Billerica, Mass.-based Broadcast Pix is adding new high-definition capabilities to its line of Slate production switchers, which incorporate clip store and graphics functionality into what the company markets as a cost-effective “integrated production system.”
While over 25% of the existing 1,000 Slate installations are being used for high-definition production, says Broadcast Pix Ken Swanton, the Slate system’s internal processing and switching has only been able to support 480-line-progressive (480p) standard-def video. That means the Slate system has had to down-convert and up-convert HD video in order to switch it.

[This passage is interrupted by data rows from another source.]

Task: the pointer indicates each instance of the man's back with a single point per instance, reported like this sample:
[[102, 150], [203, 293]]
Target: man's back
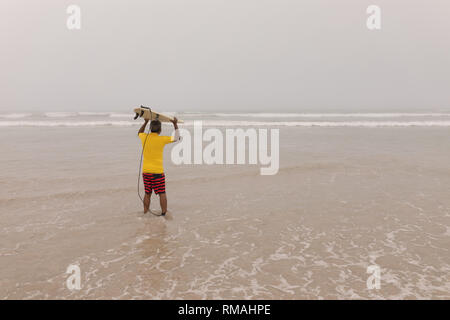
[[153, 152]]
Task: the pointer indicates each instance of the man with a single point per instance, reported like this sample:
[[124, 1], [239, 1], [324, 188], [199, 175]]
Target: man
[[152, 168]]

Now Broadcast Pix has installed a new Intel quad-processor-based workstation in the Slate “G Series” which allows it to deliver HD clips and graphics today, with support for compressed HD formats including Apple’s ProRes mezzanine scheme, MPEG-4 and H.264.A Harris Inscriber hi-def character generator is also included. The HD upgrade is available for $3,400 for all Slate models, which start at $10,995 for the 100G.
The new Slate switchers, which will be demonstrated at the NAB convention in Las Vegas this spring, can also be upgraded later this year to handle uncompressed 1080-line progressive, 3-gigabit-per-second video by installing a new processing board, says Swanton. He adds that the company will be the first to offer full 1080p operation with a one M/E (mix/effect) console. The 1080p, 3-gig upgrade is priced at $11,900 for 1 M/E models and $18,900 for 2 M/E models.
Other new features with the Slate G Series include “watch-folder” software that streamlines the transfer of content from edit stations into the Slate system, either through a local (LAN) or wide-area network (WAN). The watch-folders can be used by editors and graphic artists to feed Slate’s integrated clip stores and still stores; clips can simply be dropped in a watch folder on the editing interface and then a notification that content has been transferred pops up in the Slate’s integrated multiviewer.
“Wherever our systems are, there are usually [Apple] Final Cuts down the hall,” says Swanton. “But until now, there has been no way to get content from them into the Slate elegantly.”